For each segment, BLM and its regulatory partners outlined in the draft EIS the best management practices the project proponent should take, along with various mitigation measures that should be implemented

BLM mitigation measures include identifying leks and nesting areas and implementing seasonal restrictions, as well as installing “anti-perching devices in high quality habitat” to avoid attracting grouse predators.

Still, there will be projected impacts to greater sage grouse under BLM’s preferred alternative, particularly in the northern section of the line in Wyoming and northwest Colorado, according to the draft EIS.

BLM concludes in the draft EIS that “operation would result in potential mortality of individuals and avoidance of sagebrush habitats within the 2-mile transmission line corridor by local greater sage-grouse populations.”

The preferred alternative for the second segment of the line, from northwest Colorado into Utah, would affect the highest number of active leks in the state, with 15 located within 4 miles of the line, according to the draft EIS.

Impacts to grouse in this section under BLM’s preferred alternative “are likely to be higher” than the route proposed by TransWest Express because it crosses more leks “that have demonstrated increased attendance rates between 2003 and 2012,” according to the document.

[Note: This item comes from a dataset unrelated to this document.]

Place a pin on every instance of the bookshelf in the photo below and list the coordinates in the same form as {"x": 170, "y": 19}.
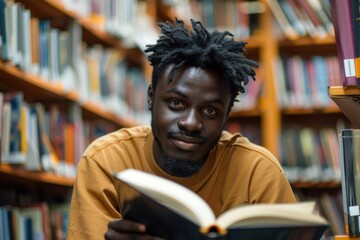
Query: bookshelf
{"x": 266, "y": 119}
{"x": 71, "y": 106}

Overall, TransWest Express LLC “has taken into account greater sage-grouse habitat during the design phase of the Project and routed the transmission line around sensitive habitat types, to the [best] extent possible,” according to the document, and any negative impacts are expected to be limited to habitat loss and fragmentation, rather than mortality.

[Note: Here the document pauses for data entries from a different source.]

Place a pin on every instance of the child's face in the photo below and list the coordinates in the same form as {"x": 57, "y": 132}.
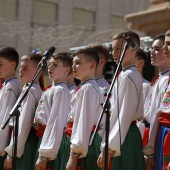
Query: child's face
{"x": 167, "y": 47}
{"x": 117, "y": 51}
{"x": 82, "y": 69}
{"x": 26, "y": 71}
{"x": 6, "y": 68}
{"x": 56, "y": 71}
{"x": 158, "y": 56}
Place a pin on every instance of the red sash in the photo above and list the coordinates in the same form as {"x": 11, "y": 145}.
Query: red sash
{"x": 68, "y": 130}
{"x": 164, "y": 120}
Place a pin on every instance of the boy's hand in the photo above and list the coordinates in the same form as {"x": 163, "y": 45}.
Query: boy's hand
{"x": 8, "y": 163}
{"x": 41, "y": 164}
{"x": 72, "y": 163}
{"x": 101, "y": 160}
{"x": 149, "y": 163}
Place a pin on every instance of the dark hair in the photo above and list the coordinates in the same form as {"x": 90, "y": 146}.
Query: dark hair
{"x": 10, "y": 54}
{"x": 101, "y": 49}
{"x": 66, "y": 58}
{"x": 160, "y": 37}
{"x": 90, "y": 54}
{"x": 142, "y": 55}
{"x": 134, "y": 36}
{"x": 32, "y": 57}
{"x": 167, "y": 33}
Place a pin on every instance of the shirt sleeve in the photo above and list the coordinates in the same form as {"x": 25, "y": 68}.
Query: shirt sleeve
{"x": 55, "y": 126}
{"x": 127, "y": 102}
{"x": 9, "y": 100}
{"x": 25, "y": 122}
{"x": 85, "y": 118}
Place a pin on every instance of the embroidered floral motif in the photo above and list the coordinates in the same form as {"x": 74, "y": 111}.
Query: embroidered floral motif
{"x": 166, "y": 99}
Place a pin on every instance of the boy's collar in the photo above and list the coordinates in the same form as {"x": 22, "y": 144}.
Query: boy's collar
{"x": 72, "y": 84}
{"x": 91, "y": 78}
{"x": 60, "y": 82}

As the line enters southern Utah and southeast Nevada, it begins to affect federally threatened Mojave Desert tortoise populations and habitat. Most of the potential tortoise impacts are in Clark and Lincoln counties in Nevada.

Again, the project proponents would identify and avoid tortoise habitat and implement mitigation measures approved by the Fish and Wildlife Service that would reduce impacts, according to the draft EIS.